Ben Davison has added fuel to the potential unification fire.
The man who trains WBA ‘regular’ featherweight champion Leigh Wood sat down with new Boxing Social team member Ali Drew on Thursday.
Davison recently saw his charge ordered to meet Leo Santa Cruz, the Mexican Super champion with the WBA, in a bid to get rid of one of the belts and have one sanctioning body king at the weight.
Santa Cruz had requested a permit to unify his WBA Super world title at featherweight against WBC champion Rey Vargas. However, the WBA ordered the California-based fighter to meet the Brit next or risk being stripped.
‘El Terremoto’ then confirmed that he would move ahead with the fight and take on ‘Leigh-thal’, from Nottingham, next. That was before the WBA revealed that the purse splits for the contest would be 75 per cent to 25 per cent in favour of Santa Cruz.
Davison siad:
“We’ve got some options, Eddie’s [Hearn] having a look at those options, but no decisions have been made yet as to what will be Leigh Wood’s next step.”
Davison and his promoter, the aforementioned Hearn, don’t believe Wood (26-2, 16 KOs) will get his true value in the fight, thanks to the purse split ruling.

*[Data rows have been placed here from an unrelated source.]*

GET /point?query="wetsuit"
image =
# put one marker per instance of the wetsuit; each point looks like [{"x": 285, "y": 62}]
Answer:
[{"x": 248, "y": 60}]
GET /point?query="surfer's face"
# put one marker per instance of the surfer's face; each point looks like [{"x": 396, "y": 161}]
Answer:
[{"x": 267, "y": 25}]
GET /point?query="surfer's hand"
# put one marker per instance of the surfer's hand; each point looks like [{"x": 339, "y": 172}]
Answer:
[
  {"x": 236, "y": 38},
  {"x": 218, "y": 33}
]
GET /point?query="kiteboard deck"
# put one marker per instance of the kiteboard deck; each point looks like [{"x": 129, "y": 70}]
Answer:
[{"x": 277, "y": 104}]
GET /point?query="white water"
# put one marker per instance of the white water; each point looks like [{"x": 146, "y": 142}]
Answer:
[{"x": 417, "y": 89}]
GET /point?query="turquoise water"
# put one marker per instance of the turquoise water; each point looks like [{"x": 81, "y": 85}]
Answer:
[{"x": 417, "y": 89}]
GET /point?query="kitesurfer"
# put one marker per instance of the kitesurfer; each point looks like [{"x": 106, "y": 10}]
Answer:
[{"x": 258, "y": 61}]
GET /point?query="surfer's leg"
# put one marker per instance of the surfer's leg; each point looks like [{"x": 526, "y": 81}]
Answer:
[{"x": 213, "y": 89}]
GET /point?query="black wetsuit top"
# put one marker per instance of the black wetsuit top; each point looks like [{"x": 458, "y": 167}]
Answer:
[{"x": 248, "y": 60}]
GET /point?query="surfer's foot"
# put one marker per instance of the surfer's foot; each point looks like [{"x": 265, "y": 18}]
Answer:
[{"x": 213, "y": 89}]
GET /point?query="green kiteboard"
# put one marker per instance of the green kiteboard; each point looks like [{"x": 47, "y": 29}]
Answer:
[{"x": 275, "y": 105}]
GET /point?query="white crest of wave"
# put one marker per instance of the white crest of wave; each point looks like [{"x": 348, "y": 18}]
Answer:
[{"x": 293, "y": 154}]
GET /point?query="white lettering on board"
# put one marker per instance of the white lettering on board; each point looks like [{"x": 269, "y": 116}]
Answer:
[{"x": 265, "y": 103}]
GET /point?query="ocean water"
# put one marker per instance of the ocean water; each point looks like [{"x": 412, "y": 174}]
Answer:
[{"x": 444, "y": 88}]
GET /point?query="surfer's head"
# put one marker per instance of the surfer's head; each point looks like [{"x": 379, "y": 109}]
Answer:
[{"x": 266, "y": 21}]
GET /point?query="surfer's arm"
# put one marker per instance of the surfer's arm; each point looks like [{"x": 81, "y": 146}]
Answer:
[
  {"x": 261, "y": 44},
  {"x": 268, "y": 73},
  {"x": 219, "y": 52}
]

And a fight that has been mooted to replace the one with Santa Cruz is a unification showdown between Wood and Josh Warrington, the IBF champion, from Leeds.
Davison continued:
“That’s definitely one of the options.
“It’s a huge fight and Josh Warrington is a fantastic champion with a big name. Both fighters have massive fan bases behind them and big momentum with Leigh Wood and Nottingham Forest, who have just been promoted to the Premier League.
“Everything’s booming in Nottingham at the moment, especially going back to the Leigh Wood fight against Michael Conlan, there was a lot of momentum built there, and those two sets of fans coming together, I think that’s a ginormous fight with belts, without belts, it doesn’t even matter. But depending on the situation that happens with this WBA ‘regular’ and WBA Super, it just gets made even bigger if that can be a unification clash.”
Warrington, who suffered a fractured jaw and broken hand last time out, will be eyeing a return to the ring before the end of the year after regaining his world championship with a seventh-round stoppage of former adversary Kiko Martinez – who himself is back later this year – in a rematch at the First Direct Arena in March.
The trainer concluded:
“We’re weighing up our options at the moment, but [if that fight happens], the fans will get their monies’ worth.
“Warrington’s in great fights, Leigh is in great fights, I think it’s a great match-up, it’ll be a huge build-up and an exciting fight as well, in my opinion, so it’s definitely one that myself, Leigh, Josh, his team and the boxing world are looking forward to and hoping that can happen.”